The good news is that their on-stage energy translates very nicely into the studio, with Lee Smith (who has previously worked with near neighbours The Cribs) at the controls really managing to capture the essence of the band.
Lines Redacted lopes pleasingly into life with ‘Drink The Bleach’, on which frontman Dan Hyndman pokes fun quite blatantly at a certain former World leader, singing “On the inside / Peroxide Dye / What could go wrong? / Blondes have more fun” in his distinctive vocal style which is possibly best described as a mixture of Bob Dylan and Goofy, and as such pushes him into the category of ‘quite original’. In truth, the vocals might be a deal breaker for some listeners, but personally I find them most pleasing.

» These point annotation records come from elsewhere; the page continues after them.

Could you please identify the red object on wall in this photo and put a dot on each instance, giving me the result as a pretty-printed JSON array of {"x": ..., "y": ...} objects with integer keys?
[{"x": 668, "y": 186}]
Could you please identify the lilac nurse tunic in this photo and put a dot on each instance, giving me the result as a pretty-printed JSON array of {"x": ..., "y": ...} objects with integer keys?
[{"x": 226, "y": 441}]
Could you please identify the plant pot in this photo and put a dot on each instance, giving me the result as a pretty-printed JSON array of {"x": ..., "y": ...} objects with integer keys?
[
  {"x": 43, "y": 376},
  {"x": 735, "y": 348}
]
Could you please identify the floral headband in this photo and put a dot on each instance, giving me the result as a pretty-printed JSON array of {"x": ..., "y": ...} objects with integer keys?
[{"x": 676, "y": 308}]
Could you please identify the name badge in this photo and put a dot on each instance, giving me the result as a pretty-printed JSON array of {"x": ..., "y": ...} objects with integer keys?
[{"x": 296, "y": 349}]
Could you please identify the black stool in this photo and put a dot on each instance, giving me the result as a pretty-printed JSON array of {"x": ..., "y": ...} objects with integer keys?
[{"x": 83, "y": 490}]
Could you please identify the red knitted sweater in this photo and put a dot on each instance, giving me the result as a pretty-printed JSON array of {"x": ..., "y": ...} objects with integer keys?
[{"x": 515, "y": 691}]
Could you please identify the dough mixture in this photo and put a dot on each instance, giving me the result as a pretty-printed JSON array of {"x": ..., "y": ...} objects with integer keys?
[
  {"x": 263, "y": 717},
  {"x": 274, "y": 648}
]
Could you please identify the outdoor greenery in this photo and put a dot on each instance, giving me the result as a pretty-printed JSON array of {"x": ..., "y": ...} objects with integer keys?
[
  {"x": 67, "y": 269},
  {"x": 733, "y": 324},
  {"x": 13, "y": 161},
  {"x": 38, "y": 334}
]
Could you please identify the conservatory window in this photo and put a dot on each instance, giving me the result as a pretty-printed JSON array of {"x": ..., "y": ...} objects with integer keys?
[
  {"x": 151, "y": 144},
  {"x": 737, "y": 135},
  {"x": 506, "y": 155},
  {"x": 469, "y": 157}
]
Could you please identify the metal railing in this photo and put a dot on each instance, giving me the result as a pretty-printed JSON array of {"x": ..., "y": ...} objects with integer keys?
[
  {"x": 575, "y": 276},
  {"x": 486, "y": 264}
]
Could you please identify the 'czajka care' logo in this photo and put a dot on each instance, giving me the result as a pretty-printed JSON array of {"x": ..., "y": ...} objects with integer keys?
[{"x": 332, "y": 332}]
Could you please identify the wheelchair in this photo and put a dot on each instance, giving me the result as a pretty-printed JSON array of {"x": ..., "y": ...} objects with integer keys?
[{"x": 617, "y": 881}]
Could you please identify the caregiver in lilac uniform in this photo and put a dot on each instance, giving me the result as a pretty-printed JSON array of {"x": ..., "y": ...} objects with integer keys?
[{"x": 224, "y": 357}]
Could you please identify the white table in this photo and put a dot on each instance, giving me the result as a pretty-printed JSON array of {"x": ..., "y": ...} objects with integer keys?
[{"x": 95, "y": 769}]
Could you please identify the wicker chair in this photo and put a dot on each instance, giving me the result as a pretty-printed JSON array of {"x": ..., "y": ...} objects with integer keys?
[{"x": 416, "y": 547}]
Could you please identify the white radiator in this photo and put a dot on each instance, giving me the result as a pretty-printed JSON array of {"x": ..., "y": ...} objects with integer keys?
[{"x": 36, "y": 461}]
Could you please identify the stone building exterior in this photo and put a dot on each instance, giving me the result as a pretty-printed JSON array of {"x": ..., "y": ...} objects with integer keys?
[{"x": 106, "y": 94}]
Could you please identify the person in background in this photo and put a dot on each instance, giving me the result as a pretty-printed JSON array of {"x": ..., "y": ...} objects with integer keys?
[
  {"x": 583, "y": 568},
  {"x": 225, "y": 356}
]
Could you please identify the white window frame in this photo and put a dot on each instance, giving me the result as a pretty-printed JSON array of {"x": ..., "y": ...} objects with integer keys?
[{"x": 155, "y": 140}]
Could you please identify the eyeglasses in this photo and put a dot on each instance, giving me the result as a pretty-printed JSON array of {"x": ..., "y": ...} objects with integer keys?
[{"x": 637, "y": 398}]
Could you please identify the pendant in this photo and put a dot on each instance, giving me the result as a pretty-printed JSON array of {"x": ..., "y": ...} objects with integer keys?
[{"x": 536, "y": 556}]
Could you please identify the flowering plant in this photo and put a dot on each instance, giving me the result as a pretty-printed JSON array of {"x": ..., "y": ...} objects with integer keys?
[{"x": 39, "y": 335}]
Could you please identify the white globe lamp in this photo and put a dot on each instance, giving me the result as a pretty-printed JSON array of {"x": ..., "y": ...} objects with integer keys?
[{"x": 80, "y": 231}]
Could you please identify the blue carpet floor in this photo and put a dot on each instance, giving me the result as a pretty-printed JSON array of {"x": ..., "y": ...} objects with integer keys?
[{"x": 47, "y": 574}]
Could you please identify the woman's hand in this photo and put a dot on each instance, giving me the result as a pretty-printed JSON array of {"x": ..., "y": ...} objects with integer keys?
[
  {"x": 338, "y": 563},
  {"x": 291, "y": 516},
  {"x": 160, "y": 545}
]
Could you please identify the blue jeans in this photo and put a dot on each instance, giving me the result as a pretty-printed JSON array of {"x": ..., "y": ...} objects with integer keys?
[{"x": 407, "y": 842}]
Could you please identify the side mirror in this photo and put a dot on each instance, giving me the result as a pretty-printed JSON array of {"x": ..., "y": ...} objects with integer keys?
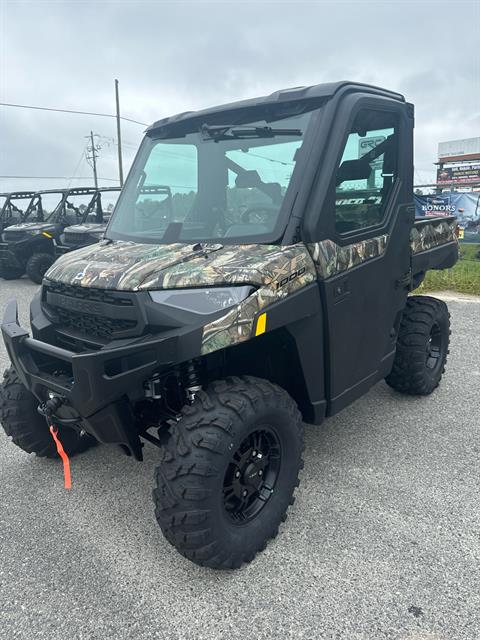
[{"x": 353, "y": 170}]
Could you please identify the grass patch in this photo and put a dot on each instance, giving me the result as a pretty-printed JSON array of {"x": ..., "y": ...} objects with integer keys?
[{"x": 463, "y": 278}]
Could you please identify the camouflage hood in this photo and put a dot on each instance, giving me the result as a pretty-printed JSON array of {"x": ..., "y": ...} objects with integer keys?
[{"x": 130, "y": 266}]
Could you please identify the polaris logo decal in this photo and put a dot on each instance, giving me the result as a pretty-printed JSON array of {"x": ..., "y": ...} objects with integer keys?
[{"x": 287, "y": 279}]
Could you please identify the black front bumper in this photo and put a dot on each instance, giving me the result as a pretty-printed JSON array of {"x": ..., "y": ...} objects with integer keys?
[{"x": 99, "y": 387}]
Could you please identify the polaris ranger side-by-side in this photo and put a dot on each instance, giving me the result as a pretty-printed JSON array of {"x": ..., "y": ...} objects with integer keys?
[
  {"x": 92, "y": 225},
  {"x": 277, "y": 290},
  {"x": 30, "y": 245},
  {"x": 15, "y": 206}
]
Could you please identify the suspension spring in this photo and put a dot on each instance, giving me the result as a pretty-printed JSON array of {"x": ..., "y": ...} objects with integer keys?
[{"x": 192, "y": 380}]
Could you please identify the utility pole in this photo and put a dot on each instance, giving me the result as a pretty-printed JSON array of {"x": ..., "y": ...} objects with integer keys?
[
  {"x": 119, "y": 135},
  {"x": 93, "y": 149}
]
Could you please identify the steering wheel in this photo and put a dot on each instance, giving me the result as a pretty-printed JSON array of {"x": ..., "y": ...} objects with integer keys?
[{"x": 259, "y": 213}]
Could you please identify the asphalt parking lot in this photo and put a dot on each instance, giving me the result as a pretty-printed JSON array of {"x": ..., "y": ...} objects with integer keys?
[{"x": 382, "y": 542}]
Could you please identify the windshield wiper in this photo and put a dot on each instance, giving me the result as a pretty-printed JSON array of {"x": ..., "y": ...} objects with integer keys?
[{"x": 234, "y": 132}]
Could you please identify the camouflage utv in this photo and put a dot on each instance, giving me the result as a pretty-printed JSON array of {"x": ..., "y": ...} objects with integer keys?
[{"x": 275, "y": 291}]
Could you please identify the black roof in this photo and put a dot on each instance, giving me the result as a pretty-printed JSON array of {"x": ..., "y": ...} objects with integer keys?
[
  {"x": 18, "y": 194},
  {"x": 284, "y": 96}
]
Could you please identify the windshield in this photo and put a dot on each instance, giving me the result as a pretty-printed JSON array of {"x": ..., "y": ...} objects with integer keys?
[
  {"x": 223, "y": 183},
  {"x": 70, "y": 208},
  {"x": 16, "y": 208}
]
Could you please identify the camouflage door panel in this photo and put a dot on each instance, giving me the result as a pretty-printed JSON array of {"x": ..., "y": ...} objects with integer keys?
[
  {"x": 330, "y": 258},
  {"x": 290, "y": 269}
]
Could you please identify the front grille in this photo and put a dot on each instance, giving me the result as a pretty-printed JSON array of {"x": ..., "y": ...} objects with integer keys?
[
  {"x": 85, "y": 293},
  {"x": 92, "y": 313},
  {"x": 90, "y": 325}
]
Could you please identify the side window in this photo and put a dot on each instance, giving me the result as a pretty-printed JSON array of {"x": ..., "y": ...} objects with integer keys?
[{"x": 367, "y": 171}]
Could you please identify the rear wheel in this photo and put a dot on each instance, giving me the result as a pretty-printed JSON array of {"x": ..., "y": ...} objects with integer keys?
[
  {"x": 38, "y": 265},
  {"x": 11, "y": 273},
  {"x": 229, "y": 471},
  {"x": 27, "y": 428},
  {"x": 422, "y": 346}
]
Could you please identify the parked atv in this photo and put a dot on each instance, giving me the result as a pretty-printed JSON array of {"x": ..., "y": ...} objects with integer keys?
[
  {"x": 97, "y": 215},
  {"x": 278, "y": 291},
  {"x": 92, "y": 225},
  {"x": 29, "y": 246},
  {"x": 15, "y": 208}
]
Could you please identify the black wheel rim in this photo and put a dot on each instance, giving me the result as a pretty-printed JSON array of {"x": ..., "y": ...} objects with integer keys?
[
  {"x": 434, "y": 348},
  {"x": 251, "y": 475}
]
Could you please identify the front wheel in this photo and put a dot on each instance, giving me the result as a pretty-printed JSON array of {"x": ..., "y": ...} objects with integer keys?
[
  {"x": 422, "y": 346},
  {"x": 27, "y": 428},
  {"x": 228, "y": 472},
  {"x": 38, "y": 265}
]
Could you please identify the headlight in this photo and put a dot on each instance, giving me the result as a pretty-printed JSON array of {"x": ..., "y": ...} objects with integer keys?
[{"x": 203, "y": 301}]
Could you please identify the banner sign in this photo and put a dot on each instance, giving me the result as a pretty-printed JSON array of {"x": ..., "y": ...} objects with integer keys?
[
  {"x": 463, "y": 174},
  {"x": 466, "y": 206}
]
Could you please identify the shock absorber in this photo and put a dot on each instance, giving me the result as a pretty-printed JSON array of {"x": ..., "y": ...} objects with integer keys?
[{"x": 191, "y": 378}]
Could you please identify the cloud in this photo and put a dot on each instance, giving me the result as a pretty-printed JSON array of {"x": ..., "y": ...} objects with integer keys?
[{"x": 177, "y": 56}]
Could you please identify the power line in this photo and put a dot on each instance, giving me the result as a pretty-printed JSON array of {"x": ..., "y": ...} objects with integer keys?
[{"x": 83, "y": 113}]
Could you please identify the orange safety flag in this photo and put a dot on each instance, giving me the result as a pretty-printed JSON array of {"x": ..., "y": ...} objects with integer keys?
[{"x": 64, "y": 457}]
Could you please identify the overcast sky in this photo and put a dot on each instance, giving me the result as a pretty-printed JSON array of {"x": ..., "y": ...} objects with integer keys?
[{"x": 179, "y": 56}]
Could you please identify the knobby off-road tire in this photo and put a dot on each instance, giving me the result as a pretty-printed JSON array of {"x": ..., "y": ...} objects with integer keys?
[
  {"x": 37, "y": 266},
  {"x": 237, "y": 424},
  {"x": 11, "y": 273},
  {"x": 27, "y": 428},
  {"x": 422, "y": 346}
]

The band’s music is crunchy and fresh and is a little reminiscent of the wonderful Stump in their more commercial moments, and maybe a dash of The Fall in there too. ‘Blunt Instruments’ finds Mush at their catchiest, though of course it’s all relative – there’s a little flavour of Radiator-era Super Furry Animals entering the fray on this one, (the first single from the album), especially in the backing vocals around the chorus. I realise that claiming that the band has elements of Stump, The Fall and Super Furry Animals may be enough to have discerning punters rushing to their local record shop with a sleeping bag and waiting for the end of lockdown, but I stand by the observation(s).
If I may be allowed one further band comparison, it would probably be that the guitars on the title track sound very Marquee Moon-era Television (you are almost certainly grabbing that sleeping bag now), but all of these comparisons are only meant to try to piece together some kind of porthole into a band that despite their apparent influences, really have something very original and special going on.
There are some great wonky pop moments too: ‘Seven Trumpets’ might not be Ken Bruce’s Record Of The Week any time soon, but is a very instant song (notwithstanding the unexpected slowdown in the middle) and ‘Hazmat Suits’ is another sure-fire hit in a rational world. It turns out that another uptempo track, ‘B2BCDA’, stands for ‘Back to back consecutive dark age’, which for my money would have been a brilliant album title.
Lines Redacted ends unexpectedly with a 7 minutes and 40 seconds epic called ‘Lines Discontinued’, Hyndman with his most restrained vocal performance by far while the track continues its unpredictable course, changing direction at will as it goes.
It’s an absorbing album that actually seems a lot shorter than its 47 minutes, which in my book is quite the compliment. Long may they mush.
Lines Redacted is out now on Memphis Industries.